Arteriolar Rarefaction

In addition to structural narrowing and increased wall thickness, a decrease in the number of arterioles and capillaries (rarefaction) has been widely reported in many different animal models of hypertension and in hypertensive humans. Microvessel rarefaction has two components: functional rarefaction, mediated by active closure of arterioles, and anatomical or structural rarefaction, mediated by an actual reduction in the number of arterioles. Several lines of evidence suggest that functional rarefaction can eventually progress to anatomical rarefaction. Microvascular rarefaction involves both the capillaries and the smaller (third- and fourth-order) arterioles and is accompanied by structural changes in the microvessels.

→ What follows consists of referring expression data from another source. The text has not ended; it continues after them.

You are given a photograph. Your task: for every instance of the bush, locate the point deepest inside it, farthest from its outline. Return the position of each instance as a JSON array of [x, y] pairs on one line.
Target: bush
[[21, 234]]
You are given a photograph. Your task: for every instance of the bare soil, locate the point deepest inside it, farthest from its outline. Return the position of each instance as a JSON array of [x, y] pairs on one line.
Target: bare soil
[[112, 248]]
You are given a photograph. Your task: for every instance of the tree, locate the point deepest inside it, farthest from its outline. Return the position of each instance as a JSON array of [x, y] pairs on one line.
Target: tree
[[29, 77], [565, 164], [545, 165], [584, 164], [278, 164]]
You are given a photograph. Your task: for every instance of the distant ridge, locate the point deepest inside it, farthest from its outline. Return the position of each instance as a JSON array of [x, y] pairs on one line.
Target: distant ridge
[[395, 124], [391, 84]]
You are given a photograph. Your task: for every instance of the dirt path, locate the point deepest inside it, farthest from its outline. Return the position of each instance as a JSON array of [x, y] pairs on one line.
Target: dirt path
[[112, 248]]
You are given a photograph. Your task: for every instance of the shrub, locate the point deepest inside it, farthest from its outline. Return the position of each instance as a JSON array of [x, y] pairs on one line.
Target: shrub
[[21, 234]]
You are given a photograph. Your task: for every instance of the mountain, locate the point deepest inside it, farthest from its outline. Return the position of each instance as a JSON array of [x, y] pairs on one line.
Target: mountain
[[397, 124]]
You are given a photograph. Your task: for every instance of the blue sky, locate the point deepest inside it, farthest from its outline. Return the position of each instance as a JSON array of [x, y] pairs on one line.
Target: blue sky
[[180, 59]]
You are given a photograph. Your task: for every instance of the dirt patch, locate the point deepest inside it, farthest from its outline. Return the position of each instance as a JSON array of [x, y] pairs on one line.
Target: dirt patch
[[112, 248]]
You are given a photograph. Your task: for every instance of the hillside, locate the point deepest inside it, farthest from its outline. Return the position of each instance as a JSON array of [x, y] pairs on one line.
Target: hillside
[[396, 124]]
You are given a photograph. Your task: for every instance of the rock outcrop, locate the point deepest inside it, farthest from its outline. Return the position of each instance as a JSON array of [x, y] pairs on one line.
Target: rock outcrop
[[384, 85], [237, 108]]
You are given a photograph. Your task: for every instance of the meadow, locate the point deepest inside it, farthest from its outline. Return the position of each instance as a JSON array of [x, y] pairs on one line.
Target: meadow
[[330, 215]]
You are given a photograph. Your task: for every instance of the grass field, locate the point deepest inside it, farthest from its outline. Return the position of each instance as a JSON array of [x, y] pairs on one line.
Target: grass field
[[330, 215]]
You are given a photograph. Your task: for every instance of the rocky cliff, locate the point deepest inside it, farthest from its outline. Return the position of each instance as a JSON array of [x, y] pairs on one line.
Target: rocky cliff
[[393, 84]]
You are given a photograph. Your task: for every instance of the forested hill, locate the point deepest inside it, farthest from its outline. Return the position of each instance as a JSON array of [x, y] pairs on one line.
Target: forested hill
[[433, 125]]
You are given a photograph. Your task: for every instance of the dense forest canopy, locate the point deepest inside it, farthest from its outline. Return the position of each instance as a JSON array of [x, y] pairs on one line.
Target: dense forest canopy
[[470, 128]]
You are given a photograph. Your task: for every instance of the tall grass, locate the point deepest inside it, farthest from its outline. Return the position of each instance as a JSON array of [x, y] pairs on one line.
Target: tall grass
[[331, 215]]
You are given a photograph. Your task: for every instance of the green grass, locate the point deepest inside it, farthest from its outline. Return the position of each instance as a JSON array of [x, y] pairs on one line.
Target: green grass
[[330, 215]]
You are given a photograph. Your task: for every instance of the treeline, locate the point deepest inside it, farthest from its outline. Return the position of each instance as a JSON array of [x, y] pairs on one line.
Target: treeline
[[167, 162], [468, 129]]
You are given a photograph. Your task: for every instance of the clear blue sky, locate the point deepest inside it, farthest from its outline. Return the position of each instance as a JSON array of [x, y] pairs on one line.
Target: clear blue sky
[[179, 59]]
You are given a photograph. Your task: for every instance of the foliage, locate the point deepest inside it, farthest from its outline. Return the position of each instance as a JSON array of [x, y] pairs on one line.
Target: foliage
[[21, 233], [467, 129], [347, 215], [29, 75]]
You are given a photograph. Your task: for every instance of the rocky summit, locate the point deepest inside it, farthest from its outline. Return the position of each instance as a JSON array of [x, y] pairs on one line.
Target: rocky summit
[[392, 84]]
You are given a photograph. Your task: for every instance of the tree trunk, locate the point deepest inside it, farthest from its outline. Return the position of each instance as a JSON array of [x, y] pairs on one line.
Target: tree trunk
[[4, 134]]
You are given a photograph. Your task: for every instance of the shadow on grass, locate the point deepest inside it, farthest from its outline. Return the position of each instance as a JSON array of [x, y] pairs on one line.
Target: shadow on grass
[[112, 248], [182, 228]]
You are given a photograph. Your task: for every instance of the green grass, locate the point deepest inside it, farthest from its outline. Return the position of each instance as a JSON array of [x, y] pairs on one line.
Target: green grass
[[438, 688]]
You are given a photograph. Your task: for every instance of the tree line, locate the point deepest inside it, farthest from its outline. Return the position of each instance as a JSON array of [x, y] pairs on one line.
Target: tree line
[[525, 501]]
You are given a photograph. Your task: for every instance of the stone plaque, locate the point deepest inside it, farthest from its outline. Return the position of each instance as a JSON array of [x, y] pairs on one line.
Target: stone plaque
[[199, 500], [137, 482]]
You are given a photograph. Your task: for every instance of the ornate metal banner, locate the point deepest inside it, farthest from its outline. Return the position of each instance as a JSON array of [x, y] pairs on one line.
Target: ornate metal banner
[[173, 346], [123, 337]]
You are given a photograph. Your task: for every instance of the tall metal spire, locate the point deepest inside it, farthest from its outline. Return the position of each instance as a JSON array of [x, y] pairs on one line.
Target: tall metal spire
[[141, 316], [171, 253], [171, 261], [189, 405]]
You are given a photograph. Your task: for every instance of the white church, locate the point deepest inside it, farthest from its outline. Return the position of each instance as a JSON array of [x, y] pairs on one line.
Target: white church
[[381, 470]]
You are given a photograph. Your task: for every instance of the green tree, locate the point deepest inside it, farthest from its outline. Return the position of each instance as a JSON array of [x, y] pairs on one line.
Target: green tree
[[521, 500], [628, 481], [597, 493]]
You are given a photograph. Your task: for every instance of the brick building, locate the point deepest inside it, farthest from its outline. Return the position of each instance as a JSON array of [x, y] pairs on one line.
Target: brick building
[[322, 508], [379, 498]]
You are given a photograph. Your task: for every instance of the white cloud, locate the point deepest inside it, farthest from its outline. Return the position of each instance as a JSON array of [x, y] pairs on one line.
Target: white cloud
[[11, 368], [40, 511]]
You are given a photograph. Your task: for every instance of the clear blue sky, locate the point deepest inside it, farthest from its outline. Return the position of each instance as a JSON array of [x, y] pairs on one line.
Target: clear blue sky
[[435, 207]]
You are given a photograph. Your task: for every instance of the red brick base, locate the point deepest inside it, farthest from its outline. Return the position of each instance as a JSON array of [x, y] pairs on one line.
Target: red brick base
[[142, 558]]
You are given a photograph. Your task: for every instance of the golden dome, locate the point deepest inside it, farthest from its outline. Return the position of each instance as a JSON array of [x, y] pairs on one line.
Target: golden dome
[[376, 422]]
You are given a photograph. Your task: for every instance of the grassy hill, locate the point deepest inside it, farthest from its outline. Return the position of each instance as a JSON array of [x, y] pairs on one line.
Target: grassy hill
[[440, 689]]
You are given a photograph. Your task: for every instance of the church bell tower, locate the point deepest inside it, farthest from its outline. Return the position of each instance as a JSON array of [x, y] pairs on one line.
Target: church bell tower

Mathematical models suggest that microvessel rarefaction can have substantial effects on the microcirculation, including an elevation in vascular resistance (especially in conjunction with the constriction of arterioles) and a reduction in tissue Po2. The latter changes may be particularly significant in contributing to tissue damage under conditions of reduced perfusion. One interesting observation regarding microvessel rarefaction in salt-dependent forms of hypertension is that it has also been demonstrated to occur in normotensive animals on a highsalt diet. Arteriolar rarefaction in salt-dependent hypertension forms of hypertension and with high-salt diet in normotensive animals develops very rapidly and appears to be mediated by the angiotensin II (ANG II) suppression that occurs in response to elevated salt intake, since it can be prevented by continuous intravenous (i.v.) infusion of a low dose of ANG II to maintain normal circulating levels of ANG II without increasing blood pressure.